These are some suggestions for Part III and MPhil projects within the Digital Technology Group. If you have an idea related to our group's research interests that isn't mentioned here, get in touch.
Content Based Steering for Efficient Data Delivery in 10G NICs
The coarse grained coupling between the NIC and Endhost interface in current high speed NIC designs can result in lowered application performance. In particular, the mapping of NIC receive queues to CPUs can only be done at a very high (per connection) level. This makes it very hard to arrange the system so data is always received on the same CPU on which it is consumed resulting in higher application data processing latency (due to CPU cache misses) and lower throughput performance (due to CPU stalls). Furthermore, mapping a single connection to one or more CPUs can result in overloading of those CPUs (network processing overhead).
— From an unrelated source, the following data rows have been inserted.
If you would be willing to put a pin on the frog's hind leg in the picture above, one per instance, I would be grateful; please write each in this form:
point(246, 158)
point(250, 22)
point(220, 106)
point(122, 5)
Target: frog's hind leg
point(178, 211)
While recent technologies such as Receive Side Scaling and FlowDirector try to mitigate this issue by spreading load over CPUs and trying to automatically deliver data to the "right" CPUs they are very simple mechanisms and therefore not very effective.
In this project you would be exploring the idea of "content based data steering". The core hypothesis of this work is that if the NIC possesses some simple application logic it can efficiently steer packets to the correct CPUs reducing latency and increasing performance. The idea is that you would examine the feasibility of the approach and design and implement the idea on the NetFPGA platform. Ideally the system would be based on a BPF-like language that allows applications to specify steering policies to the NIC coupled with minor application changes required to leverage the architecture.
Framework For High-Speed Endhost NIC Evaluation
Benchmarking high speed (10G) endhost NICs can be a complicated, error prone and tedious task. There can be significant differences in performance based on the hardware configuration, kernel, driver and software versions involved. Moreover, there are OS, application and device specific runes which often get overlooked or misconfigured impacting performance. Finally, most devices benchmarks are usually irreproducible as the entirety of the configuration is unknown.
In this project you will attempt to create an extensible open-source high-speed end host NIC evaluation framework that makes it simple and fast to obtain reproducible benchmarks over a wide range of 10G NICs and application types. You will then proceed to test it by benchmarking a number of production 10G NICs for the purposes of quantitative comparision.
Memory Mapped Socket Buffers
For data intensive network communication the memory copy between kernel and user space can amount to up to 40%  of network processing overheads. Various solutions have been proposed to mitigate this issue over the years. In particular, various implementations of hardware and software based zero-copy networking [2,3] has been investigated as has user-level networking [4, 5]. Recent attempts have also attempted at exporting the NIC DMA queue into user-space for the purposes of performance and flexibility . However, all these solutions require extensive application and/or specialised hardware.
In this project you will attempt to mitigate the kernel-user memory copy issue by extending the sockets interface to allow applications to memory map the socket send and receive buffers into their process address space for the purposes of zero-copy communciation between the application and the kernel. In conjunction with a lightweight application-kernel notification mechanism it is our hypothesis that this architecture will reduce the memory copy overhead for a number of data intensive network applications.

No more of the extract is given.